Automating statistical production to free up analytical resources

This is a case study for Principle V4: Innovation and improvement.

The Reproducible Analytical Pipeline (RAP) is an innovation initiated by the Government Digital Service (GDS) that combines techniques from academic research and software development. It aims to automate certain statistical production and publication processes – specifically, the narrative, highlights, graphs and tables. Tailor made functions work raw data up into a statistical release, freeing up resource for further analysis. The benefits of RAP are laid out in the link above, but include:

  • Auditability – the RAP method provides a permanent record of the process used to create the report, moreover, using Git for version control producers have access to all previous iterations of the code.

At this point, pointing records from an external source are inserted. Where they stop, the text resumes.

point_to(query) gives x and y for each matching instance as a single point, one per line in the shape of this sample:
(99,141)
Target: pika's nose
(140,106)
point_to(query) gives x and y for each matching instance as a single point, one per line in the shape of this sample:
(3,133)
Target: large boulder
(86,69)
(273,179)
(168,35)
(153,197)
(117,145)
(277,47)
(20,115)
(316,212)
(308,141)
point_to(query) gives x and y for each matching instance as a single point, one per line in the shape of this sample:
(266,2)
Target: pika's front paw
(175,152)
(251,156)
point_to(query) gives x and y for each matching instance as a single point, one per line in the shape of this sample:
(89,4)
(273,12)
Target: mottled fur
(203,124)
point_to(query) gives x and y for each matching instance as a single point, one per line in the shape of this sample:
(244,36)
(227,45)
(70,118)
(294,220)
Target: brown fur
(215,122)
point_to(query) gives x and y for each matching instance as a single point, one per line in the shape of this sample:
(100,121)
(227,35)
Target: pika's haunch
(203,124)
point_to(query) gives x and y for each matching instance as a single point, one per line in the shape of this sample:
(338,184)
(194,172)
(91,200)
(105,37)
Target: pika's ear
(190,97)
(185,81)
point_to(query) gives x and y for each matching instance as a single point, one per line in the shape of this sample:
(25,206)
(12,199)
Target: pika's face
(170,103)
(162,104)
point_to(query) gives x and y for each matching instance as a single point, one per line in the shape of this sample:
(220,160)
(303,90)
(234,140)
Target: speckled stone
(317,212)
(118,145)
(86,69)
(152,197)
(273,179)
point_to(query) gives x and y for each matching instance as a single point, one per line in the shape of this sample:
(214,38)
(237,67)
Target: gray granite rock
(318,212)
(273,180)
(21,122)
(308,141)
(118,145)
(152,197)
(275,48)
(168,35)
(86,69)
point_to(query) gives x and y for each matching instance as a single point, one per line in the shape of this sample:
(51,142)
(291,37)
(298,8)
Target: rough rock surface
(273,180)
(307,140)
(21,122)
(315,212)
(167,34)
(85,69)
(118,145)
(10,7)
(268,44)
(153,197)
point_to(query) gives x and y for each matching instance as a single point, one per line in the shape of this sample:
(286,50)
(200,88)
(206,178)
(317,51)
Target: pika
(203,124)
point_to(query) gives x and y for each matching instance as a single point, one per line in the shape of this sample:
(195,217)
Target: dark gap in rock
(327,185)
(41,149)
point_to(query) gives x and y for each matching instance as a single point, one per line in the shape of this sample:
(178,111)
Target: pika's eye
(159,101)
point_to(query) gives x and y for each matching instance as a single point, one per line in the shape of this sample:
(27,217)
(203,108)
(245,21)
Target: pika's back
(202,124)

This aids transparency, and the process itself can easily be published
  • Speed – it is quick and easy to update or reproduce the report, producers can implement small changes across multiple outputs simultaneously. The statistician, now free from doing repetitive tasks, has more time to exercise their analytical skills
  • Quality – Producers can build automated validation into the pipeline and produce a validation report, which can be continually augmented. Statisticians can therefore perform more robust quality assurance than would be possible by hand in the timeframe from receiving data to publication.
  • Knowledge transfer – all the information about how the report is produced is embedded in the code and documentation, making handover simple
  • Upskill – RAP is an opportunity to upskill individuals by giving them the opportunity to learn new skills or develop existing ones. This also upskills teams by making use of underused coding skills that may exist within their resource; coding skills are becoming ubiquitous nowadays with many STEM subject students learning to code at university

RAP therefore enables departments to develop and share high-quality reusable components of their statistics processes. This ‘reusability’ enables increased collaboration, greater consistency and quality across government, and reduced duplication of effort.

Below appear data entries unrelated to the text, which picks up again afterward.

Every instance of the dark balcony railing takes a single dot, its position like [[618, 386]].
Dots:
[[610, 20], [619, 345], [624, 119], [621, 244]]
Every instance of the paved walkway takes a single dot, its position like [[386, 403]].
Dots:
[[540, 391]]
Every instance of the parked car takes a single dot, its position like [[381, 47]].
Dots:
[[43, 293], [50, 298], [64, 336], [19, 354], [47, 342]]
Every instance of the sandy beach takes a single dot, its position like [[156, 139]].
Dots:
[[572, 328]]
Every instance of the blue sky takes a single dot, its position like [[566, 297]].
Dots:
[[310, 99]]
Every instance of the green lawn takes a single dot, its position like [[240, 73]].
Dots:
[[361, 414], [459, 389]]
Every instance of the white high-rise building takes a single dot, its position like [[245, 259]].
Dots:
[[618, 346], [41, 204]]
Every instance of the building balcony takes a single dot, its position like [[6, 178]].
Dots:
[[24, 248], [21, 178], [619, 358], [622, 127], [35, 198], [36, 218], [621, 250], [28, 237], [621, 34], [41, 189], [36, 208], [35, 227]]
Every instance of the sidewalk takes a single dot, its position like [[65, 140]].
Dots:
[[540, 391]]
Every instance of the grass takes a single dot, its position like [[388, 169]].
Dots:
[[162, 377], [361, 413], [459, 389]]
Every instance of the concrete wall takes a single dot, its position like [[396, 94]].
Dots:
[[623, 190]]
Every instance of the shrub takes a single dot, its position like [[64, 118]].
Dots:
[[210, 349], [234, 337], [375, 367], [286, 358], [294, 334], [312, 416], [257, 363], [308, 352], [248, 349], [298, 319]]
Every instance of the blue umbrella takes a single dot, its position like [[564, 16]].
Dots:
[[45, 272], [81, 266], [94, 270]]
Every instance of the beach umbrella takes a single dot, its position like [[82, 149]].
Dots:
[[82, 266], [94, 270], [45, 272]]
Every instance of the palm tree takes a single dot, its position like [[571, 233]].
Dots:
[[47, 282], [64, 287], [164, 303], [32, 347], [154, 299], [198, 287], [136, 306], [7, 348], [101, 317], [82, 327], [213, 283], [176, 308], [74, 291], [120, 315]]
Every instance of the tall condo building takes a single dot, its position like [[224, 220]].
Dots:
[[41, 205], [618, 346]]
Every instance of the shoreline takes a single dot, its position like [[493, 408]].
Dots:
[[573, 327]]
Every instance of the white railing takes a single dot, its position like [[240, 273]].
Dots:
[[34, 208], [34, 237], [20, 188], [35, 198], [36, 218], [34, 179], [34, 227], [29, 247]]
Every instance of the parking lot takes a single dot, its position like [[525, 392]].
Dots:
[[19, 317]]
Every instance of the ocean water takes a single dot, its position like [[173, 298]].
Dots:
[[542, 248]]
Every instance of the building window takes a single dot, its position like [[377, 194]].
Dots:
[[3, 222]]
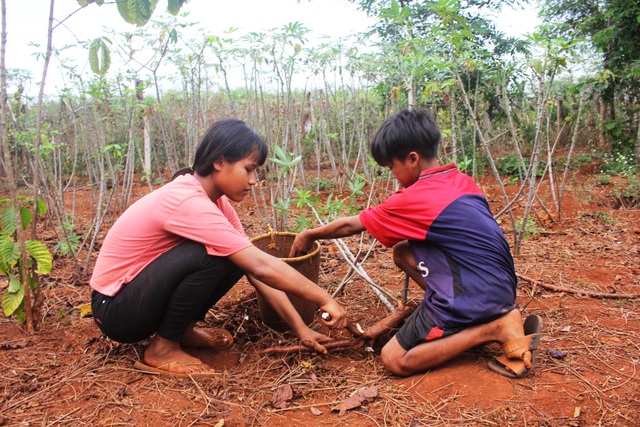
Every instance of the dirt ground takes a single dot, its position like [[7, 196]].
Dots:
[[581, 275]]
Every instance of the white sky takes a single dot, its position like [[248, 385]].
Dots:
[[27, 24]]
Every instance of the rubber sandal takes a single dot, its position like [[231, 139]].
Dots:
[[167, 369], [217, 339], [511, 364]]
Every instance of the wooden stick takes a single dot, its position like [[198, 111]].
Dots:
[[348, 343], [577, 291]]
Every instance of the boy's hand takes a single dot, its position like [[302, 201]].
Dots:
[[312, 339], [336, 317], [301, 245]]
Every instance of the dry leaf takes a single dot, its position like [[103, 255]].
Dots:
[[315, 411], [282, 397], [86, 311], [360, 396]]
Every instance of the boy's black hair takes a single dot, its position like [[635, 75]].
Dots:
[[404, 132], [228, 138]]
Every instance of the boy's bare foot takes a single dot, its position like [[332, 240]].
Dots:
[[508, 327]]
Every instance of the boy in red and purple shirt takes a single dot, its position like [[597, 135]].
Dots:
[[446, 239]]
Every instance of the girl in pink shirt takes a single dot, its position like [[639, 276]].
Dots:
[[175, 252]]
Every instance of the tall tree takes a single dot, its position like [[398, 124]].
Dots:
[[612, 28]]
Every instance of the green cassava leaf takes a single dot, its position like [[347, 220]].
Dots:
[[137, 12], [99, 56], [174, 6], [8, 220], [9, 253], [11, 301]]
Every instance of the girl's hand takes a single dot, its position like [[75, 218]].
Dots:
[[334, 315], [312, 339]]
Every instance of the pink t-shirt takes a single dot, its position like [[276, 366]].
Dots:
[[178, 211]]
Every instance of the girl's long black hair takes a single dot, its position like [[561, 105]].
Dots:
[[228, 138]]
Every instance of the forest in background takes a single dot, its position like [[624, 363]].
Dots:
[[524, 111]]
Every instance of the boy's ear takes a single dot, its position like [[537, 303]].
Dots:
[[413, 157]]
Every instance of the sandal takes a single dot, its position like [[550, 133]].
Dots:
[[216, 339], [512, 363]]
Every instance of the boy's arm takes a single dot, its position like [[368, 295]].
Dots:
[[342, 227]]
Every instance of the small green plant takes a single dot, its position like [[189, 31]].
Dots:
[[529, 228], [618, 164], [510, 165], [67, 245], [629, 194], [38, 256], [603, 179], [603, 217], [322, 184]]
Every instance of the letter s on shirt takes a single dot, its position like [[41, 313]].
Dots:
[[424, 271]]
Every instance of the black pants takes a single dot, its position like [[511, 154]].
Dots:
[[177, 288]]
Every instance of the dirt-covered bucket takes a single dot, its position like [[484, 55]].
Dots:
[[279, 244]]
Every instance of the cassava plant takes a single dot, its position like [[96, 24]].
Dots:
[[38, 258]]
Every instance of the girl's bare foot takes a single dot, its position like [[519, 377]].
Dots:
[[167, 356]]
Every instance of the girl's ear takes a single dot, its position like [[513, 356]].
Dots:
[[217, 165]]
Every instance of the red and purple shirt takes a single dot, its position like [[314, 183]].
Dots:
[[458, 246]]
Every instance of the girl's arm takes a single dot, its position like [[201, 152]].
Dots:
[[279, 301], [279, 275]]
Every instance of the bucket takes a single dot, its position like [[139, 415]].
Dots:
[[278, 244]]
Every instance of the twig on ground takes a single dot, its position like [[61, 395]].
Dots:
[[577, 291]]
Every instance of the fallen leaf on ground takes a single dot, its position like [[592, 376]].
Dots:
[[281, 398], [315, 411], [357, 398]]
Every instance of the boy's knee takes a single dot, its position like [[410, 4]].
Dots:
[[391, 357]]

In June 2018, the Department for Transport (DfT) published its RAP debut with the automation of the Search and Rescue Helicopter (SARH) statistical tables. This was closely followed by the publication of Quarterly traffic estimates (TRA25) produced by DfT’s first bespoke Road Traffic pipeline R package. RAP methods are now being adopted across the department, with other teams building on the code already written for these reports. DfT have begun a dedicated RAP User Group to act as a support network for colleagues interested in RAPping.

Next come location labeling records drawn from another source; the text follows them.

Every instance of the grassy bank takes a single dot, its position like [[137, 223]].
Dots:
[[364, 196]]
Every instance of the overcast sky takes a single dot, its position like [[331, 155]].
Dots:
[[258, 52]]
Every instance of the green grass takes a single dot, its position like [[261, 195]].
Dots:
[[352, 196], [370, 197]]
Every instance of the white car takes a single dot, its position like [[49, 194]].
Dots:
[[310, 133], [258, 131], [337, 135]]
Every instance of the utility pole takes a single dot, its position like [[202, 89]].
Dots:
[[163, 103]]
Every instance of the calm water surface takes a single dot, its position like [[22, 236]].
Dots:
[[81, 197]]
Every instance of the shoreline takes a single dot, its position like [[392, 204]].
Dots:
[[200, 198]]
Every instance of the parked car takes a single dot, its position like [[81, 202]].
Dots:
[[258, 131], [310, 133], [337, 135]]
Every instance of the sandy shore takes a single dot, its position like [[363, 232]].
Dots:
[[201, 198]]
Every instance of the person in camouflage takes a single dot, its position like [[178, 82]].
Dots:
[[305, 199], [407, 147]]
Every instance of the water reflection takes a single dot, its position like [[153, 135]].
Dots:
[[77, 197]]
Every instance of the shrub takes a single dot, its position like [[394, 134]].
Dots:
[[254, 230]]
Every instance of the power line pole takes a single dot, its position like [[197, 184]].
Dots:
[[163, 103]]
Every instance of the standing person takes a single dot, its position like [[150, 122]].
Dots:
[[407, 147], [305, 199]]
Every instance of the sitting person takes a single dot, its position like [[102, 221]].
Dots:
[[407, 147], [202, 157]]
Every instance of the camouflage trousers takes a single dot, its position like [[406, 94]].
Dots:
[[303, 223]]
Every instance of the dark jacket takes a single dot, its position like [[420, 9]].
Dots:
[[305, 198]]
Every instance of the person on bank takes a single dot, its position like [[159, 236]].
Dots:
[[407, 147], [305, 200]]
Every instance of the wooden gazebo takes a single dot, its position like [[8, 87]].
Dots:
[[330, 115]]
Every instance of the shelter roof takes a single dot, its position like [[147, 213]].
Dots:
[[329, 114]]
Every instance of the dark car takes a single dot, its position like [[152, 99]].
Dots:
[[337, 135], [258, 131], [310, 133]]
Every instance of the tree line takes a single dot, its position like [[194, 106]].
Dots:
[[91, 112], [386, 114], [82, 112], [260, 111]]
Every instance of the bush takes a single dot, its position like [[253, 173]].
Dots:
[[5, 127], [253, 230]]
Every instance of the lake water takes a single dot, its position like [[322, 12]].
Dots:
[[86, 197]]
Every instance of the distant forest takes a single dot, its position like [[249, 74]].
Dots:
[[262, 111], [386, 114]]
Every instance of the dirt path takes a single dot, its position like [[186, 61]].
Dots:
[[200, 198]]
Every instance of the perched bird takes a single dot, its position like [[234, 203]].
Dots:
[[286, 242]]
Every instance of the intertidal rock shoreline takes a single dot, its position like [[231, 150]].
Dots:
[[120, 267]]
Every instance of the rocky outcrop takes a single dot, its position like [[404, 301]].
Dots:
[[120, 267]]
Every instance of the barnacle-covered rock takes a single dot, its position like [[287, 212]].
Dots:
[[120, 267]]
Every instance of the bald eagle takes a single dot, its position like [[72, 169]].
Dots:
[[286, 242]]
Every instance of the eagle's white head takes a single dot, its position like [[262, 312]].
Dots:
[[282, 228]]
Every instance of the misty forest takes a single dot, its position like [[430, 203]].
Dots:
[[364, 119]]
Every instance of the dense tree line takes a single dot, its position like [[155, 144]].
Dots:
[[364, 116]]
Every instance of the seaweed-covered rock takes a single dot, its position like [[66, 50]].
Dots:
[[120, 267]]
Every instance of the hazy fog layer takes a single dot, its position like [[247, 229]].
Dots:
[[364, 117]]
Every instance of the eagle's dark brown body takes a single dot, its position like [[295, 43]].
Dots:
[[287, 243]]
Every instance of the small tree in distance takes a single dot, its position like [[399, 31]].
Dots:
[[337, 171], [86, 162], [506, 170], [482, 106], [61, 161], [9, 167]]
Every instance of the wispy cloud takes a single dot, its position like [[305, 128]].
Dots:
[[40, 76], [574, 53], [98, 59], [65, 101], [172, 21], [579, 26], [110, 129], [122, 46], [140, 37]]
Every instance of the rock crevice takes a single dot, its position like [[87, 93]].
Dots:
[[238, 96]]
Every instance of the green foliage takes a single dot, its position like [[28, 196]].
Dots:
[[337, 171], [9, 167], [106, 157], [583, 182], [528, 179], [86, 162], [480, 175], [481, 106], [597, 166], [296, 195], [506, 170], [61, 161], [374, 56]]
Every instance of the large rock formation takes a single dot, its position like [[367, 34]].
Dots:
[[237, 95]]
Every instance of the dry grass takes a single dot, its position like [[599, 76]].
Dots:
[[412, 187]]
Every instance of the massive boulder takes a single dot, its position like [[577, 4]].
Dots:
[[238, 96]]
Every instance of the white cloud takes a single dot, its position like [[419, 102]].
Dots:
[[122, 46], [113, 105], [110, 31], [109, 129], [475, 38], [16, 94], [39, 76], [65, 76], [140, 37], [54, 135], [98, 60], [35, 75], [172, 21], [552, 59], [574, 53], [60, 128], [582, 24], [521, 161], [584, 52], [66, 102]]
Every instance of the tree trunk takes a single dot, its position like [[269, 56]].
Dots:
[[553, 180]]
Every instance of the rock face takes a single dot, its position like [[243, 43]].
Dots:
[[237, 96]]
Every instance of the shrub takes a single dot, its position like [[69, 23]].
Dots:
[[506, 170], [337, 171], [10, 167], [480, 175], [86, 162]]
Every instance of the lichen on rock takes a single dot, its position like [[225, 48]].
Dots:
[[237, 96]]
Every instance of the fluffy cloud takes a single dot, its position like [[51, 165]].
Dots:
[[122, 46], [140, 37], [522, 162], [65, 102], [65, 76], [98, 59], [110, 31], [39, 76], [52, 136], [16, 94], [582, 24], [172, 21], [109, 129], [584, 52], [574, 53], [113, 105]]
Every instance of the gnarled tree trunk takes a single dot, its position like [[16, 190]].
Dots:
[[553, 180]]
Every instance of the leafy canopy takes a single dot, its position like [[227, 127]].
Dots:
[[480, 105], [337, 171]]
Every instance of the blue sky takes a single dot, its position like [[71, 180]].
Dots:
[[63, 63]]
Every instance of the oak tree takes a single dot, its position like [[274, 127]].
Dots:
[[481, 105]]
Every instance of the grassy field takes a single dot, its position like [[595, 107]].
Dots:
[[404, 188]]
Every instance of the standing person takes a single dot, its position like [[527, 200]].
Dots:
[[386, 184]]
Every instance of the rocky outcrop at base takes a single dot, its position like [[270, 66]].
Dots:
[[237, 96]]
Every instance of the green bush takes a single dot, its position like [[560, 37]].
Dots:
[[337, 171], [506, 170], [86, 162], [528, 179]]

DfT’s RAP successes have benefited from the early work and community code sharing approach of other departments, including:

  • Department for Digital, Culture, Media & Sport first published statistics using a custom-made R package, eesectors, in late 2016, with the code itself made freely available on GitHub.
  • Department for Education first published automated statistical tables of initial teacher training census data in November 2016, followed by the automated statistical report of pupil absence in schools in May 2017. DfE are now in the process of rolling out the RAP approach across their statistics publications
  • Ministry of Justice, as well as automating their own reports, have made a huge contribution with the development of the R package xltabr which can be used by RAPpers to easily format tables to meet presentation standards. Xtabr has also been made available to all on the Comprehensive R Archive Network.

The incorporation of data science coding skills with the traditional statistical production process, coupled with an online code sharing approach lends itself to increased collaboration, improved efficiency, and creates opportunities for government statisticians to provide further insights into their data.

Demonstrating transparency when linking and publishing data

This is a case study for Principle T6: Data governance.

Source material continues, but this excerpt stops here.